Abruptly Elisa realised she was tugging at her necklace, and stopped. She mustn't do that, it might break, and she liked it very much. She had been given it at the mid-summer dance, by a nice boy-fay. Elisa smiled at the memory. She liked him very much too.
But her smile faded as she heard the first rumble of thunder. This was the first time she wouldn't be at home for a storm, and she was very scared. If only she had listened to the elders, and not gone out. She huddled deeper into the alcove and tried to pull her mismatched autumnal coloured dress further around herself. There was no wind yet, but it felt suddenly colder and the sky had darkened quite substantially. Elisa shut her eyes, and tried to think happy thoughts.
A time later Elisa risked another peak at the sky. It was much darker, and a wind had sprung up, cold and biting. The clouds had thickened and were being pushed boiling, ahead of the wind. She heard yet another rumble of thunder, seemingly closer and CKEICKEEE! The sky lit up with a sudden and violent electric blue light, and the storm was on top of her. It was as though the lightning has been some celestial trigger; the wind accelerated to shake the trees, the clouds began to drop their load in big splattering drops of rain and the sky had darkened to a murky blackness.
A huge gust of wind rocked her beech and knocked Elisa from her alcove. She cried out as she tumbled along the branch. If the silence of before had been oppressive, the sound of the wind and rain and thunder was deafening now. On hands and knees, Elisa tried to crawl back to her alcove, but a huge raindrop crashed down on her, knocking her off balance, and nearly knocking her from the branch. Elisa clung on, desperately trying to haul herself back, but another gust of wind caught her now outspread wings and tore her from the branch. She screamed as it pulled her along hither and thither, like an autumn leaf. She cried out again, and again as loose twigs and other flying debris caught her wings and limbs. She tried to fly, to right herself, but the wind mercilessly continued to batter her, until, THUNK! Elisa slammed into a tree and was finally knocked unconscious.

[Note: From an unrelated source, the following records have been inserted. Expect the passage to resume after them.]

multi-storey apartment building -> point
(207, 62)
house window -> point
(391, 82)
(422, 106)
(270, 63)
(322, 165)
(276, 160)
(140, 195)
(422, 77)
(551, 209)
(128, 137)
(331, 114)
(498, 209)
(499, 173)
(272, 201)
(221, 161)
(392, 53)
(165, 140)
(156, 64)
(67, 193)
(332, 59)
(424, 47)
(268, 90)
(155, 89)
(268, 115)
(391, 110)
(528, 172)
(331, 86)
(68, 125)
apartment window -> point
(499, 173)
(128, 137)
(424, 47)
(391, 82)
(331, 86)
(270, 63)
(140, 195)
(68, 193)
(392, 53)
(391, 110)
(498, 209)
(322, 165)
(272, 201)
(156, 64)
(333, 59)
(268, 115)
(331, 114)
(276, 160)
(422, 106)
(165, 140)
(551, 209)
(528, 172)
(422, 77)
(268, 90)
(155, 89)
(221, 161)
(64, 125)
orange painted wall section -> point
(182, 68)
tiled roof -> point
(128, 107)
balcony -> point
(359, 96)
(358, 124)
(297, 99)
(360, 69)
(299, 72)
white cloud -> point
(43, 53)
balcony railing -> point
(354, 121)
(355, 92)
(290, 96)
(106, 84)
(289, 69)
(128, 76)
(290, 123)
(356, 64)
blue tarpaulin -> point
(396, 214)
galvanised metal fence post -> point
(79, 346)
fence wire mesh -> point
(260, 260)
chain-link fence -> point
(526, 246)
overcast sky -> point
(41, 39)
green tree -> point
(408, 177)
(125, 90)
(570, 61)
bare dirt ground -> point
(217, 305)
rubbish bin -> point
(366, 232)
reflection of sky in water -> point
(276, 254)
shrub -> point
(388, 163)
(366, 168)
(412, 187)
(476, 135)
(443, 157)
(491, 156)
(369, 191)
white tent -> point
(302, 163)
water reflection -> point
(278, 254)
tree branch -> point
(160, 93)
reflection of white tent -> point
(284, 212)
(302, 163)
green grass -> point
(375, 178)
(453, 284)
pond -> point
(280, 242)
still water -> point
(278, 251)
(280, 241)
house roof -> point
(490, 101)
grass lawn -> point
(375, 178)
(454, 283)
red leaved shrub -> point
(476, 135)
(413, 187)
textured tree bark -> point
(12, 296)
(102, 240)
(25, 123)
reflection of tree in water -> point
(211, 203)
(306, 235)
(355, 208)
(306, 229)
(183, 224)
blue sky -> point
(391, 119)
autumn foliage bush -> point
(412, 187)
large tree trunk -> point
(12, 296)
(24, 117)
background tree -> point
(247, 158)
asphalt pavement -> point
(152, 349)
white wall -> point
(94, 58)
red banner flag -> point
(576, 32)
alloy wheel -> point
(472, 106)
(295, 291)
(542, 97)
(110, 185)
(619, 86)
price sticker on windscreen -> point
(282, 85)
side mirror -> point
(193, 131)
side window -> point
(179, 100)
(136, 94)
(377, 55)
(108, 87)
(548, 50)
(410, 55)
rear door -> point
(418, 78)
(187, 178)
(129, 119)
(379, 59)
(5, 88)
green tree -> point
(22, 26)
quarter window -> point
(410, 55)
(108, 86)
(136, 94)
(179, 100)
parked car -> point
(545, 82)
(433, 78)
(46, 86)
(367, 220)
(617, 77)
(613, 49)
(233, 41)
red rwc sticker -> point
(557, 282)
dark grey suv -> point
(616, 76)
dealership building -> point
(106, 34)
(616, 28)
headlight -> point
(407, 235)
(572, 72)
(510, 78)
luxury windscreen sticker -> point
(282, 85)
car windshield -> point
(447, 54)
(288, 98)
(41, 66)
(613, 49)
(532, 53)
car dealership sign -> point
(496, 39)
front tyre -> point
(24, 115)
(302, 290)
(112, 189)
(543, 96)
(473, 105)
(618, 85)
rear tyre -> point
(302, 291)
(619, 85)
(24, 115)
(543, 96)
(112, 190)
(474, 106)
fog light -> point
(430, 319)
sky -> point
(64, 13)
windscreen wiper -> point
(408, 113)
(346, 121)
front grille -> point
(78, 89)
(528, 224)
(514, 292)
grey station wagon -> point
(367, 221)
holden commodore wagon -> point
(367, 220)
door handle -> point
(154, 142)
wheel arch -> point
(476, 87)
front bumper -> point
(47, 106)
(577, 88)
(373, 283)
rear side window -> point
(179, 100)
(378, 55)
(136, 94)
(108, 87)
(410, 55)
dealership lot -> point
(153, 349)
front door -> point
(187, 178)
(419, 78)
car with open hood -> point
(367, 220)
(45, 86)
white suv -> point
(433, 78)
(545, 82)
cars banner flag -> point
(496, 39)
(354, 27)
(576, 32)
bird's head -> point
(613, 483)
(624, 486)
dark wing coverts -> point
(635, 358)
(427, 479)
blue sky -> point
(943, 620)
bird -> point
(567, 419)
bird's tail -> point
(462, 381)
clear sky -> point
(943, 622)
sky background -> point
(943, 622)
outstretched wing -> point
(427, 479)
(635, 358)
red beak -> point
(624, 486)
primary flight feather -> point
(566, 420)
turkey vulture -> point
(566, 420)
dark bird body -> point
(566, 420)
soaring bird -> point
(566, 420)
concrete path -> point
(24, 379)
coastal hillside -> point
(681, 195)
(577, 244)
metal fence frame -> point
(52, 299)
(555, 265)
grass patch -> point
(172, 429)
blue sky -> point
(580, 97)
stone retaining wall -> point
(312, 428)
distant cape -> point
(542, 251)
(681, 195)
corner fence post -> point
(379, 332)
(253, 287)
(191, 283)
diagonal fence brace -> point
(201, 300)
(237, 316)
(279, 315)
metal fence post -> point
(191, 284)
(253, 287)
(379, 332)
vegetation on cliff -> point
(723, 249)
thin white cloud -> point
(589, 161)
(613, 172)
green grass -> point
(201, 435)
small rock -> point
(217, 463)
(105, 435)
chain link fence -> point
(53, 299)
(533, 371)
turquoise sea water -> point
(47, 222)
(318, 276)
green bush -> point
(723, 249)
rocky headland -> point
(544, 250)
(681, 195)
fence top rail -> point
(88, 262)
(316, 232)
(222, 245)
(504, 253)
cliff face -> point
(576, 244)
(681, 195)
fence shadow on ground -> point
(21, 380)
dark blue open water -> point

She woke again, but this time in dew filled grass and blinded by the sun. Elisa tried to move, but her whole body ached and screamed from a thousand cuts. Carefully and painfully she crawled to a pool of water. As she stared into the pool, she hardly recognised the fay that stared back. Her clothes were ripped and torn, but not as much as her wings; they were almost non-existent. Elsia had no idea where she was, and no idea what to do. All she could do was sit and sob with hopelessness, for her situation and for her marred visage.